- From: Benja Fallenstein <b.fallenstein@gmx.de>
- Date: Thu, 31 Jul 2003 23:20:27 +0200
- To: Graham Klyne <GK-lists@ninebynine.org>
- CC: Martin Duerst <duerst@w3.org>, pat hayes <phayes@ihmc.us>, "Peter F. Patel-Schneider" <pfps@research.bell-labs.com>, www-rdf-comments@w3.org, w3c-i18n-ig@w3.org, msm@w3.org, w3c-rdf-core-wg@w3.org
Hi Graham,
Graham Klyne wrote:
> as far as I can tell, you're contradicting the XML canonicalization spec.
>
> Is canonical XML a sequence of octets or something else?
>
> The XML canonicalization spec, I understand, says it's a sequence of
> octets.
I can see what you're saying. The XML c14n spec says that
The term exclusive canonical XML refers to XML that is in
exclusive canonical form.
<http://www.w3.org/TR/2002/REC-xml-exc-c14n-20020718/#def-exclusive-canonical-XML>
which is refered to by
The lexical-to-value mapping [of XMLLiterals] maps a string to the
corresponding exclusive Canonical XML (with comments, with empty
InclusiveNamespaces PrefixList ).
<http://www.w3.org/2001/sw/RDFCore/TR/WD-rdf-concepts-20030117/#section-XMLLiteral>
I think "XML in exclusive canonical form" can indeed only be taken as
octets; an abstract XML infoset certainly cannot be in canonical form.

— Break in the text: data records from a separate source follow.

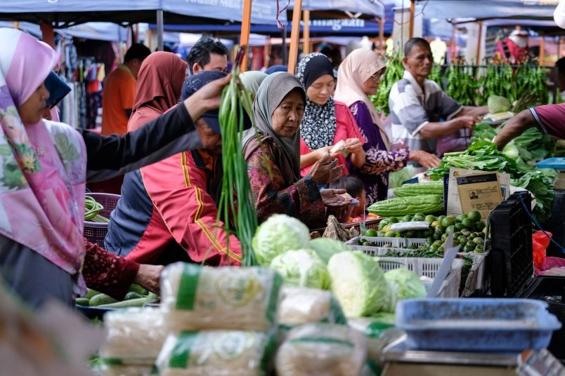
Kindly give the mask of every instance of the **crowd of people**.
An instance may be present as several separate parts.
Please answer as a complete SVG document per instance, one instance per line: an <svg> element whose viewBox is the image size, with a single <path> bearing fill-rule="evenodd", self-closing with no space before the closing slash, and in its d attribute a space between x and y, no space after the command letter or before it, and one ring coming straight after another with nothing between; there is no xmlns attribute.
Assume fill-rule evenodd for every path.
<svg viewBox="0 0 565 376"><path fill-rule="evenodd" d="M218 107L229 81L221 43L201 40L188 62L134 45L106 79L98 135L51 120L68 93L53 77L56 51L15 29L0 29L0 268L25 301L71 304L85 284L116 298L132 282L158 292L163 265L240 264L240 243L216 223ZM404 76L389 98L391 132L369 98L386 69L370 50L353 51L339 67L314 53L295 74L280 65L241 74L254 96L256 128L242 142L259 223L284 213L323 227L346 205L346 192L362 215L387 198L389 172L438 166L442 137L453 140L445 151L458 147L486 108L462 106L427 79L426 40L410 39L404 53ZM520 126L511 123L496 142L523 123L551 131L554 118L545 107L521 114ZM91 243L82 236L85 184L116 178L121 197L105 241Z"/></svg>

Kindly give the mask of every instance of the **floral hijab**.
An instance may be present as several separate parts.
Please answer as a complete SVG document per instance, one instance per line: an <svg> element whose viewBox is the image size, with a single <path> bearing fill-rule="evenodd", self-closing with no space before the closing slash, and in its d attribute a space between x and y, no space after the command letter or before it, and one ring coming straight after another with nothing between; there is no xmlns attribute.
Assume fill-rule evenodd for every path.
<svg viewBox="0 0 565 376"><path fill-rule="evenodd" d="M302 58L297 67L297 77L304 88L308 88L324 74L333 76L332 63L325 55L309 53ZM335 137L335 102L332 98L323 106L310 100L306 95L304 117L300 123L300 136L311 151L332 145Z"/></svg>
<svg viewBox="0 0 565 376"><path fill-rule="evenodd" d="M0 234L78 276L84 257L84 140L60 123L24 126L18 110L58 54L13 29L0 28Z"/></svg>

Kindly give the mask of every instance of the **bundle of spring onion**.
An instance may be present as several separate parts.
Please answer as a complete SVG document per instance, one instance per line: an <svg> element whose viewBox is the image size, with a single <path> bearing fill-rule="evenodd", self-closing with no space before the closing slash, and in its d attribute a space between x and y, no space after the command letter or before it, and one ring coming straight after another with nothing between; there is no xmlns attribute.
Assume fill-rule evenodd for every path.
<svg viewBox="0 0 565 376"><path fill-rule="evenodd" d="M110 220L100 215L104 207L90 196L84 196L84 220L99 223L110 223Z"/></svg>
<svg viewBox="0 0 565 376"><path fill-rule="evenodd" d="M246 51L246 48L241 48L238 52L231 79L223 89L220 104L223 180L218 205L218 220L223 222L223 229L228 234L235 234L241 243L242 265L253 266L257 264L252 248L252 239L258 225L257 215L249 201L251 186L241 145L244 110L252 119L253 100L252 93L242 85L238 84L240 64ZM232 214L235 231L229 226ZM229 248L229 243L227 247Z"/></svg>

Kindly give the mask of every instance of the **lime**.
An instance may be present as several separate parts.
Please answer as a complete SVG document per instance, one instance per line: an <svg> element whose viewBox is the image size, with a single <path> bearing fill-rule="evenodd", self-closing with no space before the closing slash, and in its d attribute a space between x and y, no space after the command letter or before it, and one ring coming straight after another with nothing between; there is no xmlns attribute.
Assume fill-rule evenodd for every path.
<svg viewBox="0 0 565 376"><path fill-rule="evenodd" d="M367 232L365 233L365 236L370 236L370 237L374 237L374 236L378 236L379 234L374 229L369 229L368 230L367 230Z"/></svg>
<svg viewBox="0 0 565 376"><path fill-rule="evenodd" d="M443 220L441 221L441 224L442 224L442 226L443 226L444 227L448 227L448 226L452 226L452 225L453 225L453 224L455 224L455 218L453 218L453 217L451 217L451 216L449 216L449 217L445 217L445 218L443 218Z"/></svg>
<svg viewBox="0 0 565 376"><path fill-rule="evenodd" d="M461 224L466 229L471 229L475 227L475 222L469 220L469 218L465 218L461 222Z"/></svg>
<svg viewBox="0 0 565 376"><path fill-rule="evenodd" d="M473 210L467 215L467 217L473 222L481 220L481 213L476 210Z"/></svg>

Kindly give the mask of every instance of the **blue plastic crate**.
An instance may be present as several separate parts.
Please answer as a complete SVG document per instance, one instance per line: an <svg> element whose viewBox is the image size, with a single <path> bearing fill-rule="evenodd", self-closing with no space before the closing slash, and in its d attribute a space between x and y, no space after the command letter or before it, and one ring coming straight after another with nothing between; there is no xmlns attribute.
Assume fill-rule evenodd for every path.
<svg viewBox="0 0 565 376"><path fill-rule="evenodd" d="M415 299L399 302L396 326L411 349L520 352L547 347L561 328L530 299Z"/></svg>

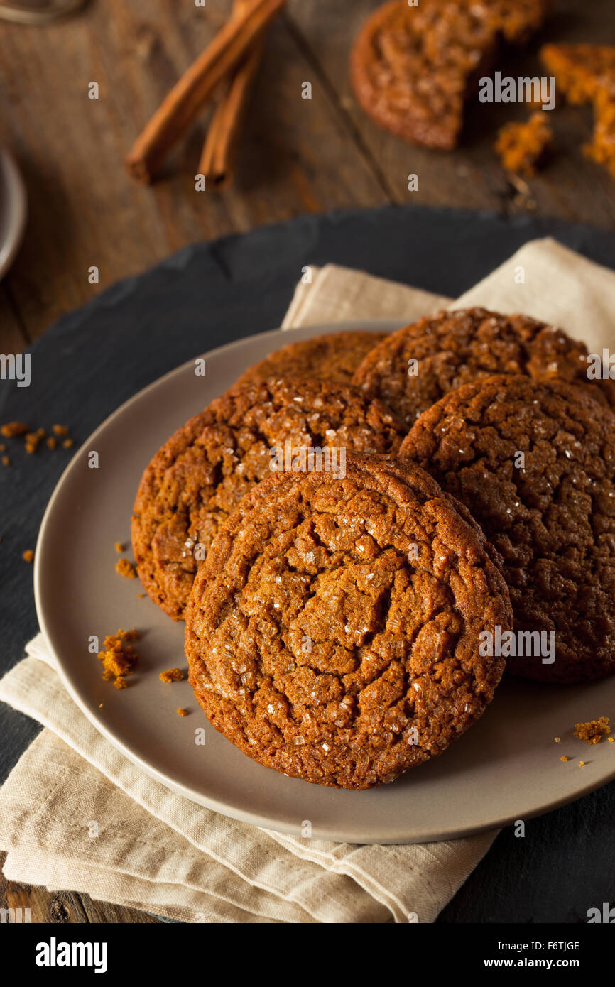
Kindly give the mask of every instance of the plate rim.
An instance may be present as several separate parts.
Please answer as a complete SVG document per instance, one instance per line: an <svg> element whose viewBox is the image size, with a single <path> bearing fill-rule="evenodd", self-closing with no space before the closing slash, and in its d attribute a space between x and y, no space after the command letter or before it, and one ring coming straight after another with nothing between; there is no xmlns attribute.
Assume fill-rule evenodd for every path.
<svg viewBox="0 0 615 987"><path fill-rule="evenodd" d="M163 385L164 382L168 381L174 376L186 373L189 367L193 367L195 359L198 358L211 358L220 353L228 353L236 348L241 348L248 341L251 340L267 340L267 339L281 339L287 340L287 342L292 342L293 335L301 334L304 336L307 330L311 331L314 336L321 335L323 333L336 333L336 332L355 332L357 330L363 329L369 332L393 332L395 329L400 328L405 325L403 320L354 320L351 322L341 322L335 324L314 324L311 326L300 326L293 327L289 329L278 329L269 330L265 333L254 333L247 337L241 337L238 340L233 340L230 342L222 343L213 349L205 350L204 352L197 353L189 360L184 361L177 367L169 370L167 373L151 381L145 387L138 390L126 401L122 402L111 415L109 415L90 435L84 440L84 442L79 446L74 455L72 456L70 462L67 464L65 469L62 471L51 496L45 507L42 520L40 522L40 527L38 529L38 535L37 538L37 547L35 553L35 566L34 566L34 590L35 590L35 605L37 610L37 617L38 620L38 625L40 632L45 640L47 647L51 653L54 661L54 670L58 673L62 684L73 702L81 710L83 715L86 717L88 721L94 725L94 727L103 734L113 746L119 750L131 763L135 764L141 770L143 770L150 778L163 785L166 789L188 798L190 801L202 805L206 808L212 809L213 811L219 812L221 815L237 819L242 822L250 823L251 825L263 828L269 832L283 833L290 836L300 836L301 827L300 825L292 825L284 821L276 820L271 816L266 816L257 811L246 810L236 806L235 804L229 804L226 801L220 801L218 798L213 797L205 796L202 792L192 789L190 786L180 784L176 782L171 776L165 774L164 771L159 770L152 764L148 763L139 753L133 750L129 745L125 744L114 733L102 718L97 715L97 711L89 708L84 701L82 701L81 695L79 693L76 685L73 684L69 670L64 666L63 660L60 656L60 651L54 646L52 634L49 631L48 625L45 621L44 616L44 605L42 601L42 596L44 593L43 587L43 573L42 573L42 561L44 559L44 542L46 538L46 532L50 529L52 523L52 517L54 512L54 505L56 501L59 500L64 485L69 481L73 469L75 469L76 464L84 450L84 448L90 445L96 437L108 425L114 421L116 418L121 416L129 407L133 404L139 402L142 397L152 390ZM309 338L309 337L307 337ZM283 344L283 343L282 343ZM318 832L315 832L312 839L317 840L331 840L334 842L344 842L344 843L355 843L360 845L404 845L413 843L429 843L429 842L442 842L451 839L460 839L467 836L478 835L481 833L486 833L492 830L500 830L503 826L509 825L514 819L523 818L531 819L537 816L544 815L548 812L554 811L557 808L561 808L564 805L570 804L577 801L578 798L582 798L584 796L602 788L607 785L610 781L615 779L615 764L613 766L612 772L608 774L607 777L601 775L600 779L596 782L590 780L580 789L576 791L573 795L565 794L561 797L556 797L551 799L551 801L541 805L538 808L523 810L522 806L519 807L513 815L502 815L497 817L496 819L489 819L484 824L473 825L470 827L458 827L451 824L445 824L440 822L437 827L431 828L429 831L422 834L420 837L414 835L409 837L403 831L397 833L389 833L386 836L379 838L371 837L365 838L361 836L359 832L346 831L345 833L340 833L339 826L333 825L331 830L328 830L326 825L322 823L318 826ZM306 783L307 784L307 783ZM357 797L360 793L356 793Z"/></svg>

I believe that it is a bad idea to treat XML literals like this, though.
Exclusive Canonical XML is a *serialization* of an abstract concept, and
IMO the specs say this very clearly:
It is normal for XML documents and subdocuments which are equivalent
for the purposes of many applications to differ in their physical
representation. For example, they may differ in their entity
structure, attribute ordering, and character encoding. The goal of
this specification is to establish a method for serializing the
XPath node-set representation of an XML document or subset [...].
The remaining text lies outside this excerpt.